El número de víctimas fatales es el más alto en un accidente ferroviario en España desde 2013, cuando murieron 80 personas tras el descarrilamiento de un tren de alta velocidad en una curva cerca de Santiago de Compostela, en Galicia.
Óscar Puente, ministro de Transportes de España, calificó el accidente como “verdaderamente extraño”, ya que ocurrió en un tramo recto de la vía. Añadió que el tren que inicialmente se salió de los rieles, propiedad del operador italiano Iryo, tenía menos de cuatro años de antigüedad.

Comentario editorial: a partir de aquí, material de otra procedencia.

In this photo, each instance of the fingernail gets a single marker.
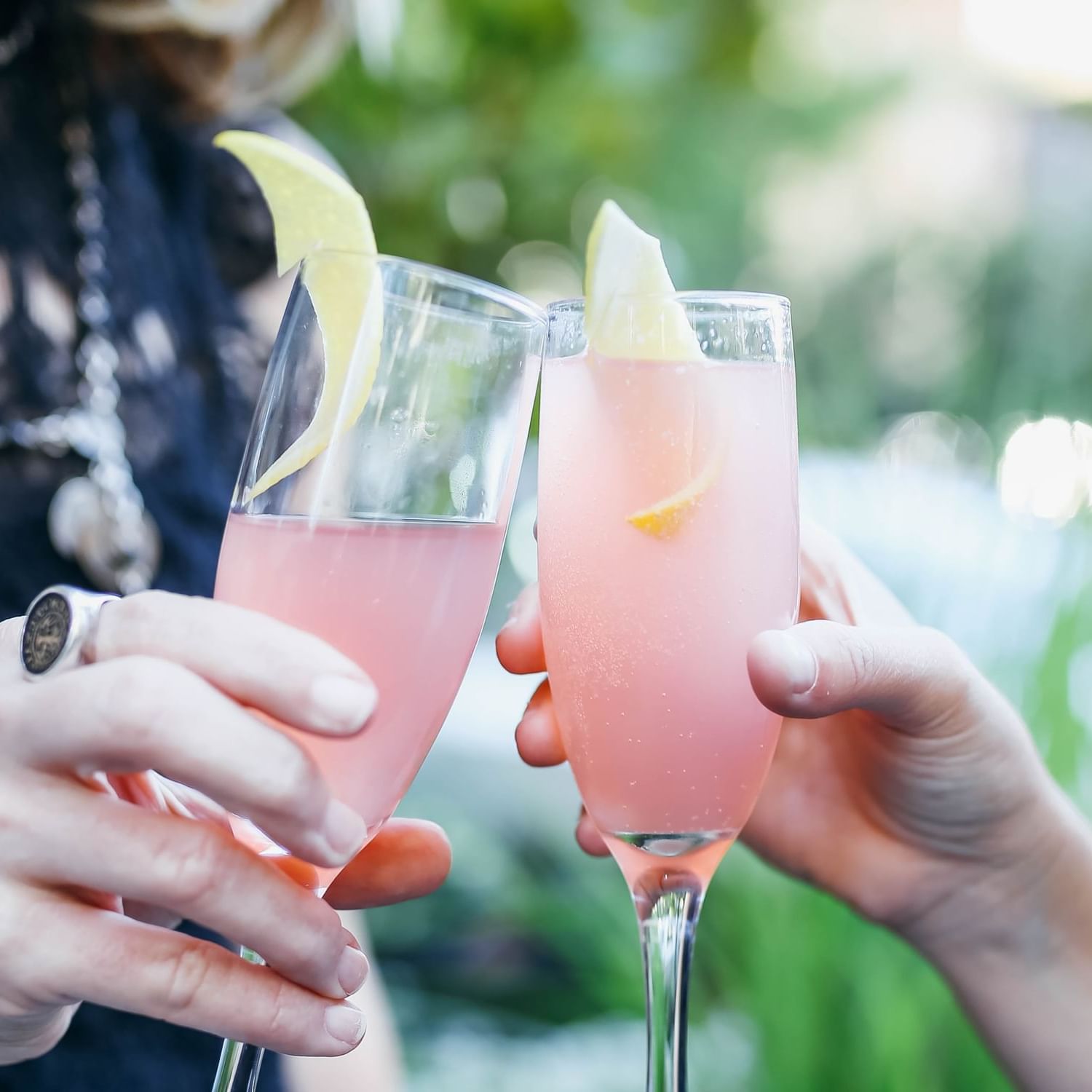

Álvaro Fernández Heredia, presidente del operador ferroviario estatal Renfe, dijo que hubo un intervalo de 20 segundos entre el primer descarrilamiento y la colisión entre los trenes, un lapso demasiado corto para que se activara un sistema automático de frenado. Ambos trenes circulaban muy por debajo del límite de velocidad de 250 kilómetros por hora, afirmó. Fernández descartó el “error humano” como causa del accidente y señaló que el origen debe estar relacionado con el tren de Iryo o con la infraestructura ferroviaria.
Iryo afirmó que “lamenta profundamente” el accidente y que su tren descarriló “por razones que aún se desconocen”. Agregó que “está plenamente disponible para la comisión encargada de investigar el accidente y colaborará por completo, aportando toda la información necesaria para esclarecer los hechos”.
Pedro Sánchez, presidente del Gobierno español, decretó tres días de luto nacional por las víctimas del choque y canceló su viaje previsto esta semana al Foro Económico Mundial en Davos.
Salvador Jiménez, periodista de RTVE que viajaba en uno de los trenes, describió el impacto: “Hubo un momento en el que se sintió como un terremoto”.
Los trenes iban repletos de personas que regresaban a sus hogares tras viajes de fin de semana. El tren con destino a Madrid, operado por Iryo, transportaba a unos 300 pasajeros. En el segundo tren, operado por Renfe y que viajaba de Madrid a Huelva, iban 184 personas. España se enorgullece de la calidad de su red ferroviaria de alta velocidad, una de las más extensas de la Unión Europea.